The resumption of the peace talks after a 3-year break was hailed with skepticism from the start. According to many analysts of the Middle East, the "two states for two people" formula has already been overtaken by facts on the ground, with particular reference to the continued construction of Israeli settlements in the West Bank and the knot of Jerusalem, whose partition seems to have become increasingly difficul
Another major hurdle is the strife between the West Bank and Gaza. To date, despite various reconciliation attempts, the intra-Palestinian divide proved to be unbridgeable, so much so that under the current circumstances the "three states" option has begun to gain plausibility, albeit it would not perhaps be the best outcome for the Palestinians living in the Gaza Strip.
Against such a backdrop, skepticism is understandable.
At present, a "one-State situation" is in force, contemplating Israel plus Palestinian enclaves with limited self-ruling capabilities and freedom. That is the so-called "status quo," which is liable to remain unchanged as a permanent status if the peace process will fail once again or be abandoned.
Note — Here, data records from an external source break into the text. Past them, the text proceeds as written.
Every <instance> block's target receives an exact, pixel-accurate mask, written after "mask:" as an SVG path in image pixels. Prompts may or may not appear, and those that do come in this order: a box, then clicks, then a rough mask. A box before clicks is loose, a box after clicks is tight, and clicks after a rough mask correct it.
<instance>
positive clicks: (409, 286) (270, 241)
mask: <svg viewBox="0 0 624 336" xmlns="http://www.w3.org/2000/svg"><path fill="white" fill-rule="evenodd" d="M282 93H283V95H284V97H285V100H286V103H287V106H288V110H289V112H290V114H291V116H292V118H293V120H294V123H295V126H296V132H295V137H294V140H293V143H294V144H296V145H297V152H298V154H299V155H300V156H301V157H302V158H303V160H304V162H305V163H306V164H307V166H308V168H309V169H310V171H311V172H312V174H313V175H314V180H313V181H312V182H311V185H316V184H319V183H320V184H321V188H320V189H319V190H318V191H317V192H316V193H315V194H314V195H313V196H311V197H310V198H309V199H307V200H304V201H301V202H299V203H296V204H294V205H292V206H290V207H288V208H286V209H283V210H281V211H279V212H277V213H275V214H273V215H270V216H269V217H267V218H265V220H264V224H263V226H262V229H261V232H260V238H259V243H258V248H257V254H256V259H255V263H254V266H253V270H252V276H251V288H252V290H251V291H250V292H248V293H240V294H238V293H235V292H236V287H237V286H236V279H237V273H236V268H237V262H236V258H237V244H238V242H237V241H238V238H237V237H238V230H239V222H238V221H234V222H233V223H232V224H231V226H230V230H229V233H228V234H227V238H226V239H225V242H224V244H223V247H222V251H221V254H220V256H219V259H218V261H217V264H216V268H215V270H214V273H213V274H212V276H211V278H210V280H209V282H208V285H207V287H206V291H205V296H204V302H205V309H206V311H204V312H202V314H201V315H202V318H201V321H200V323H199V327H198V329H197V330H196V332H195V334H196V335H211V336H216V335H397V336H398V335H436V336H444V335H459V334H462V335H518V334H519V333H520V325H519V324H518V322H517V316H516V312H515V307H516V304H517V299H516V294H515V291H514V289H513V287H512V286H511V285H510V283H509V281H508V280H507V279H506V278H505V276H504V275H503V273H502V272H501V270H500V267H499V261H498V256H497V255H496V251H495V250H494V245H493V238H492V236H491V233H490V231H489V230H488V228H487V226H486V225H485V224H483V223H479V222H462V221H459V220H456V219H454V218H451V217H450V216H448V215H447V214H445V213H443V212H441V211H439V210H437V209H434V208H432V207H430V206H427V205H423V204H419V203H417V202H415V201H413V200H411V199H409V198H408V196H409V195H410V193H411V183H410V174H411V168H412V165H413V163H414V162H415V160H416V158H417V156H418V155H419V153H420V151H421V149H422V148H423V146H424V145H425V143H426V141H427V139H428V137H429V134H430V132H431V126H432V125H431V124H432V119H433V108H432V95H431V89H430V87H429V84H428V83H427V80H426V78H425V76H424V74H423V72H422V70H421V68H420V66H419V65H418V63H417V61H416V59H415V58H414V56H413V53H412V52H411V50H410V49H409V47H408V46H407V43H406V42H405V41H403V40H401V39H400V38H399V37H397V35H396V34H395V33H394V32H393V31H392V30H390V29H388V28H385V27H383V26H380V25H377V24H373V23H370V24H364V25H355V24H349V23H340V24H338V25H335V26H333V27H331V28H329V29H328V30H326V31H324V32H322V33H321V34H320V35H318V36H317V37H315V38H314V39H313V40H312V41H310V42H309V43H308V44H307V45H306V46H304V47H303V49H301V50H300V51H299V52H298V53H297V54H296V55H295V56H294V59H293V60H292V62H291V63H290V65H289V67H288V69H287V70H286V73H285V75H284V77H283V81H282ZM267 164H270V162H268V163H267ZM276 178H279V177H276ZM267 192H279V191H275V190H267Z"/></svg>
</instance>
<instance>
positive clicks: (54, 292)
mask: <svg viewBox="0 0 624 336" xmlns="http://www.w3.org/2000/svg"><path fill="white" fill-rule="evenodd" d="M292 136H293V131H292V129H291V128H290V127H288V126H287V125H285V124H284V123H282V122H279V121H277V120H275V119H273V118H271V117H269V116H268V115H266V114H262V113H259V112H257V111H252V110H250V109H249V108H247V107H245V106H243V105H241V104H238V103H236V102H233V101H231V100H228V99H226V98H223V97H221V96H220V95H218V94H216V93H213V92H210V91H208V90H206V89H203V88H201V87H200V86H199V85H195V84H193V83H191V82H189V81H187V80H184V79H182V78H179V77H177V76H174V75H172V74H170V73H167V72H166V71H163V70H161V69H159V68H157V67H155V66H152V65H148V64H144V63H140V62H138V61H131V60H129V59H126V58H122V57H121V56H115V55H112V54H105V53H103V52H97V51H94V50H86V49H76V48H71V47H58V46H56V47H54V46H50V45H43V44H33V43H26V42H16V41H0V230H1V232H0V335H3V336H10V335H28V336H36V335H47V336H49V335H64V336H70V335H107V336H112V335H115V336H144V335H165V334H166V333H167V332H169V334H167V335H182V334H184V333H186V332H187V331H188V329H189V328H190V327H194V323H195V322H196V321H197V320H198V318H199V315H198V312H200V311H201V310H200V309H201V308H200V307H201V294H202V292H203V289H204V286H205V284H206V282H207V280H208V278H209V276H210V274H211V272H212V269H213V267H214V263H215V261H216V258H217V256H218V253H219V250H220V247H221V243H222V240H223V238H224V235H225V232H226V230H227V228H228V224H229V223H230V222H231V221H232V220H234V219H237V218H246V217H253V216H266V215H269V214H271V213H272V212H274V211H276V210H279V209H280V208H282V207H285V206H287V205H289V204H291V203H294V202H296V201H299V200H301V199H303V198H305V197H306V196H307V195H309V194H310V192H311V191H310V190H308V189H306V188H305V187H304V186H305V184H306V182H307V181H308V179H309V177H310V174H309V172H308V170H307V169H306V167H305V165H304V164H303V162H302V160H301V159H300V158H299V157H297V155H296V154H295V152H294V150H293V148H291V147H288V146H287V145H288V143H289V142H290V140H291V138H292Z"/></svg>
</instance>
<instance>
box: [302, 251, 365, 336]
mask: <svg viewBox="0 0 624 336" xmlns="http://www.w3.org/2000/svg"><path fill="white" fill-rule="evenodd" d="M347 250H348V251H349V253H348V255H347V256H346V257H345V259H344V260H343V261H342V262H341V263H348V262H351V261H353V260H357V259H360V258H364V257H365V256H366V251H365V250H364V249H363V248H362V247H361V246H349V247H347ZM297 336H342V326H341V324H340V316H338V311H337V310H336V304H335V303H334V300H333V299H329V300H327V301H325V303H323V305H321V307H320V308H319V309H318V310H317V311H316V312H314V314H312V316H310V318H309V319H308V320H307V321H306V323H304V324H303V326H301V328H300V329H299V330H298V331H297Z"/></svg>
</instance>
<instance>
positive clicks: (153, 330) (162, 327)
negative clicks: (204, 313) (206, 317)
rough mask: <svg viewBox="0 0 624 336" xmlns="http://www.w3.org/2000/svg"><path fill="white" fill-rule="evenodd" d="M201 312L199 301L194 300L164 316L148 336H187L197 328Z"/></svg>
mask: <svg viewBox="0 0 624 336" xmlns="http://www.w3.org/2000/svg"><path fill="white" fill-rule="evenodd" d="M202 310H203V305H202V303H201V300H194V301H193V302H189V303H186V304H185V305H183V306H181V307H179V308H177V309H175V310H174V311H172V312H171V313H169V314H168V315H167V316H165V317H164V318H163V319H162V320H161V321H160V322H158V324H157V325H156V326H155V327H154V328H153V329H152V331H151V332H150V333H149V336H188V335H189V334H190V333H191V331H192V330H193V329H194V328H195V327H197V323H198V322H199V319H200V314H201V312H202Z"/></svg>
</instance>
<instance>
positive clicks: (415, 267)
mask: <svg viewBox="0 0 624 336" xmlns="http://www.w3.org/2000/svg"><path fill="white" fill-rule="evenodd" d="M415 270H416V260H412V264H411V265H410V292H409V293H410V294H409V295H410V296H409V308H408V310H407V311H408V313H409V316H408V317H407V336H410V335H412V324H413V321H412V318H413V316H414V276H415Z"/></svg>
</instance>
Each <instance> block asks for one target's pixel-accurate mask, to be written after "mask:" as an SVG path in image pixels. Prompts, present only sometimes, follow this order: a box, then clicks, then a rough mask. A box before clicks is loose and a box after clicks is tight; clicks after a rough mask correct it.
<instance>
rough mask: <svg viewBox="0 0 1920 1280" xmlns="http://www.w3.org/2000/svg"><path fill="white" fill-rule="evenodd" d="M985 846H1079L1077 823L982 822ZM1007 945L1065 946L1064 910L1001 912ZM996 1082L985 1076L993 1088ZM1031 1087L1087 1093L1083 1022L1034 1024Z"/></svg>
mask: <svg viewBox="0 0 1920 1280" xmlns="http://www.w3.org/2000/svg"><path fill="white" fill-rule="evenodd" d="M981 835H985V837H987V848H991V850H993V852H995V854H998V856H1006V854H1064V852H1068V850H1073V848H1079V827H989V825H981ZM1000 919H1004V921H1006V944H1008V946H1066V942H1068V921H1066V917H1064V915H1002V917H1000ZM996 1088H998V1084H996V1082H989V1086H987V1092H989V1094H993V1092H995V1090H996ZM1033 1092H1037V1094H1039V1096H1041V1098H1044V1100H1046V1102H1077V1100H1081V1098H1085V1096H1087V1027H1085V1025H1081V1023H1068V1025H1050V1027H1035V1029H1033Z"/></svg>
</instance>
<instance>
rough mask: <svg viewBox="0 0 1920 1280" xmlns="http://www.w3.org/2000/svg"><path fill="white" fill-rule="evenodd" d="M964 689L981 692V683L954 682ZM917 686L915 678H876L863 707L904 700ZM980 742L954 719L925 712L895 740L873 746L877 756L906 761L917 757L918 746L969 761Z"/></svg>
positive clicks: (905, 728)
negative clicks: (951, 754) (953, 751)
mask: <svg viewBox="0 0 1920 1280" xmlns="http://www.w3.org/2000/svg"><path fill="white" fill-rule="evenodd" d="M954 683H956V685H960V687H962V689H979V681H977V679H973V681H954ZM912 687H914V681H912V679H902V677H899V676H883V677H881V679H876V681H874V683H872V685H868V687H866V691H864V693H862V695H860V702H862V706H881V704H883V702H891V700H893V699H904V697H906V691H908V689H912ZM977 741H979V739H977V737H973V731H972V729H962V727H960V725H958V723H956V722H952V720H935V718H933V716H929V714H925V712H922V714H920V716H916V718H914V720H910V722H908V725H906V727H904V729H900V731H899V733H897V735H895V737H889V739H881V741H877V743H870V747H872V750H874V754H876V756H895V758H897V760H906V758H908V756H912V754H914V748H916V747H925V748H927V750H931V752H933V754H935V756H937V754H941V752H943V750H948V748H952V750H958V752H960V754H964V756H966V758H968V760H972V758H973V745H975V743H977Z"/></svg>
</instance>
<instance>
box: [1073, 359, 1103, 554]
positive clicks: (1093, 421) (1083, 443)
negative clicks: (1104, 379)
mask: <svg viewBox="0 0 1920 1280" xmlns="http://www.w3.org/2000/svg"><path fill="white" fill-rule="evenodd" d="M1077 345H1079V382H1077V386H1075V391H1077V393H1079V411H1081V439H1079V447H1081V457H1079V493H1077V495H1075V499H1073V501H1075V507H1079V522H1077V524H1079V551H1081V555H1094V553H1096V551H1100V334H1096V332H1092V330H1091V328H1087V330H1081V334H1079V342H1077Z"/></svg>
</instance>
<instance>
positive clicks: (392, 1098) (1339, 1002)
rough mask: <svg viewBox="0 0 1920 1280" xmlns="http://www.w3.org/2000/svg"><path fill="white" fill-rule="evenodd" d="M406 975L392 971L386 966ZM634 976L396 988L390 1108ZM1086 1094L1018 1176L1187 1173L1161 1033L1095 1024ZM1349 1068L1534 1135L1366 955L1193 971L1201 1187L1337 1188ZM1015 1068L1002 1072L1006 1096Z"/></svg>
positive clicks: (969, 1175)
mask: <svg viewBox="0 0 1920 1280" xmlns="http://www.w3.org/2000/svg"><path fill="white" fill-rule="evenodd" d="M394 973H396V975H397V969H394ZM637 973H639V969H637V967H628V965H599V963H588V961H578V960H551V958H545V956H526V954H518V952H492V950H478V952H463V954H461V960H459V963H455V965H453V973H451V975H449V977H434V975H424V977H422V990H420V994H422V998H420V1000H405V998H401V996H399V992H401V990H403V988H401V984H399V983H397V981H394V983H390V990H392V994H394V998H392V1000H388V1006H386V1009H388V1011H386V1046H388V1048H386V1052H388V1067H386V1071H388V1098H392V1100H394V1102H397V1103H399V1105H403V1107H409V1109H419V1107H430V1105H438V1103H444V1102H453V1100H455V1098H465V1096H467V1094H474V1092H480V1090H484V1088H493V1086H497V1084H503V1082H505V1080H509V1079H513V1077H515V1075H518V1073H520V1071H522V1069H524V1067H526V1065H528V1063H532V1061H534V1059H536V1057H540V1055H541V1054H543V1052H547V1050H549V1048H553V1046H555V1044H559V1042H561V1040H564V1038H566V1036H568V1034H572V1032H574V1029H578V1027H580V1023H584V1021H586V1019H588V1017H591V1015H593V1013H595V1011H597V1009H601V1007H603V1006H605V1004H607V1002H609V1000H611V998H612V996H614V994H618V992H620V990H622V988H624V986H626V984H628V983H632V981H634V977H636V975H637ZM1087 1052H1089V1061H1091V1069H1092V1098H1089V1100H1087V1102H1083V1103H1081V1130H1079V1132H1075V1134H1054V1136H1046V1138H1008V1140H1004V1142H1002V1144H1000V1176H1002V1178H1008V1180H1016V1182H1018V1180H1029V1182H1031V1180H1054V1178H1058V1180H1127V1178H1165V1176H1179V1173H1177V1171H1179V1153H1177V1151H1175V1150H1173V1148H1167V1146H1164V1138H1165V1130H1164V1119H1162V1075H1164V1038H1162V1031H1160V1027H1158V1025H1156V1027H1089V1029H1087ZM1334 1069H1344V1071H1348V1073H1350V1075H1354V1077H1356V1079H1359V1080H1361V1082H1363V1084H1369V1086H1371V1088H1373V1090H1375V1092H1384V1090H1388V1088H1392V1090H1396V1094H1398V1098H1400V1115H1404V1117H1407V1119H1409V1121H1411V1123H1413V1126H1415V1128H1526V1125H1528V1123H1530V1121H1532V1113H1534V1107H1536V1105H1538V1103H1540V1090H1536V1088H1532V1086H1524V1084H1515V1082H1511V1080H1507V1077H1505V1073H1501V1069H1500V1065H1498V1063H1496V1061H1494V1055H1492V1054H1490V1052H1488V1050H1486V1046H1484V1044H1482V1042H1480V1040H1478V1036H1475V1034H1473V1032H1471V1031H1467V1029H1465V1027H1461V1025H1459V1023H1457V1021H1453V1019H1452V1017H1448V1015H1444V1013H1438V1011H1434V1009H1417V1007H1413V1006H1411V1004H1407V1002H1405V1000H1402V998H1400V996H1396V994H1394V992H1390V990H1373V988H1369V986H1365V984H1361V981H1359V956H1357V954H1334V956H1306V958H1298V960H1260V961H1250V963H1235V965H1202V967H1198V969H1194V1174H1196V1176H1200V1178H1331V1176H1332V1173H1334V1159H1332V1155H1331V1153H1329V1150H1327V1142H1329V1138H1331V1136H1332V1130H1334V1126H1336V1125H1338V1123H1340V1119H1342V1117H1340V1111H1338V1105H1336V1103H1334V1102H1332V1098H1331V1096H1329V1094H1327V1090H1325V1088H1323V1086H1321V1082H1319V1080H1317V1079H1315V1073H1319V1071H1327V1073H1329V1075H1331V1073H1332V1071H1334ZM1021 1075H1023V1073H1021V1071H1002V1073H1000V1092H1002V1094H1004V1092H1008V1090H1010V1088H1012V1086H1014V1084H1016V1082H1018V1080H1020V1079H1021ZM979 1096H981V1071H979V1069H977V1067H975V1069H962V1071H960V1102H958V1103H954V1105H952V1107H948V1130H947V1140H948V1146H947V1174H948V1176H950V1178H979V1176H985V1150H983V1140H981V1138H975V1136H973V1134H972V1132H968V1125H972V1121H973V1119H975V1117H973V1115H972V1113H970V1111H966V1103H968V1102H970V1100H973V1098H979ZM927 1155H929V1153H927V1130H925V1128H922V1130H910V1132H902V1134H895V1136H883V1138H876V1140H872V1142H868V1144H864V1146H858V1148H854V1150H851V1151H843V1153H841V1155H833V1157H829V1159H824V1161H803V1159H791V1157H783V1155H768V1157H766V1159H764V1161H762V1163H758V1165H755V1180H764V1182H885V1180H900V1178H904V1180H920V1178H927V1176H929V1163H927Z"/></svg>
As a matter of fact, the only viable and realistic way to provide the Palestinians with their own national state is through a negotiated settlement. Resorting to other means, such as war, may fulfill the appetite for revenge, but would also entail further distress and most probably to no avail, as the course of history has already demonstrated.
Here is why the Obama administration resolutely encouraged the revival of the peace talks. Obama paved the way to the new negotiations during his visit to Jerusalem in March 2013. His speech at the Hebrew university was meaningful and illustrative of the position of the United States.
Before an Israeli audience, Obama advocated the recognition of "the Palestinian people's right to self-determination and justice," pointing out that "an independent Palestine must be viable" and "real borders will have to be drawn.""Today, Israel is at a crossroads," he stated, adding that "only the Israelis can make the fundamental decisions" about the future of their country. In other words, Israel has the upper hand and thus holds the key to address major critical issues like the settlements and Jerusalem.
At the same time, though, not all responsibilities lie in the Israeli hands. Obama recalled the "historic opportunities" missed by the Palestinian leaders and stressed Israel's "right" to insist on its security needs, urging the Arab countries to normalize relations therewith − a request to be extended to the Islamic Republic of Iran.
The accent on the security of Israel is not being forced upon the United States by the AIPAC, rather derives from a logical consideration:
- The more insecure is the surrounding environment, the less likely Israel will ease its stances and meet the Palestinian demands, including as to the control of the Jordan Valley.
Therefore, the success of the peace process is deeply intertwined with the developments in the security domain across the whole Middle East. The attainment of a comprehensive settlement ensuring definitive peace and stability on a regional scale would not please the security interests of Israel only, but would be of great benefit for the Palestinians at the negotiating table as well.
To that end, all actors concerned should take on their share of responsibility and commit themselves to creating the proper security conditions, especially in the Levant, so as to steer the peace process toward a final status agreement.
Otherwise, the diplomatic efforts underway will turned out to be another wasted opportunity − perhaps the last one − to give a just and long-awaited solution to the Israeli-Palestinian conflict.